Unilever, Kellogg, Dunkin Donuts and General Mills are among the companies facing pressure from investors to adopt policies that would ensure palm oil development does not contribute to deforestation, development on peatlands, or human rights violations.
In an effort coordinated by Green Century Capital Management, a coalition of institutional investors from the US and Europe representing about $270 billion in assets under management sent letters to 40 major palm oil producers, financiers and consumers.
Companies receiving the letter are: Wilmar International, P.T. Musim Mas, Golden Agri Resources, Sime Darby, Felda Global Venture, Kuala Lumpur Kepong, Cargill, Asian Agri, Agropalma, Daabon, New Britain Palm Oil, HSBC, Barclays, JP Morgan Chase, UBS, Morgan Stanley, Credit Suisse Group, Standard Chartered, Rabobank, Deutsche Bank, Dunkin Donuts, General Mills, Grupo Bimbo, Hillshire Brands, H.J. Heinz, Hormel Foods, Kellogg Company, Kraft Foods, Krispy Kreme, Mars, Mondelez International, Nestle, Nissin Foods, PepsiCo, The Hershey Company, J.M. Smucker Company and Toyo Suisan Kaisha.
About 85 percent of palm oil is grown in Indonesia and Malaysia, and is a leading driver of deforestation and biodiversity loss in those nations, Green Century Capital Management says.

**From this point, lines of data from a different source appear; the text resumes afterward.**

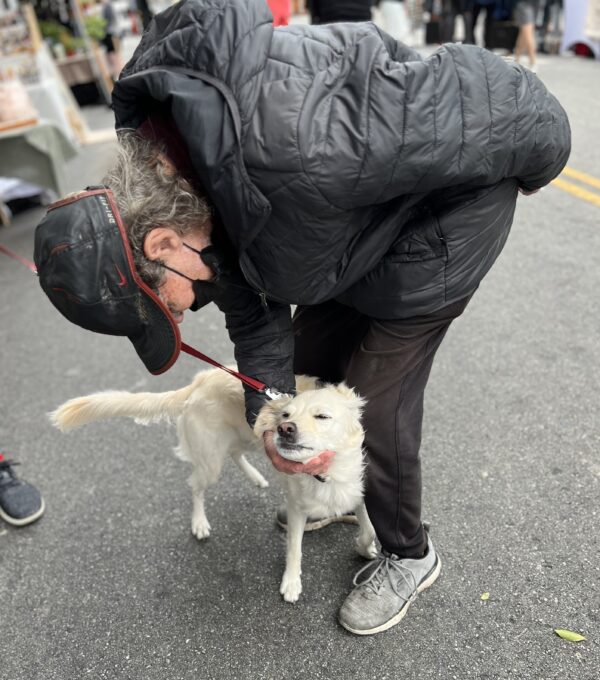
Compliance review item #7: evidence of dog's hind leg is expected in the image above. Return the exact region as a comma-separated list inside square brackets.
[231, 451, 269, 489]
[188, 469, 221, 541]
[354, 503, 377, 560]
[177, 417, 227, 540]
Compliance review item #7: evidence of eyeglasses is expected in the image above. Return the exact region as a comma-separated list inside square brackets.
[155, 241, 202, 283]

Last month Unilever pledged that all of the palm oil the company buys globally will be traceable to known sources by the end of 2014. The company is one of the world’s major buyers of palm oil for use in products such as margarine, ice cream, soap and shampoo. It purchases around 1.5 million metric tons of palm oil and its derivatives annually, which represents about 3 percent of the world’s total production, the company says.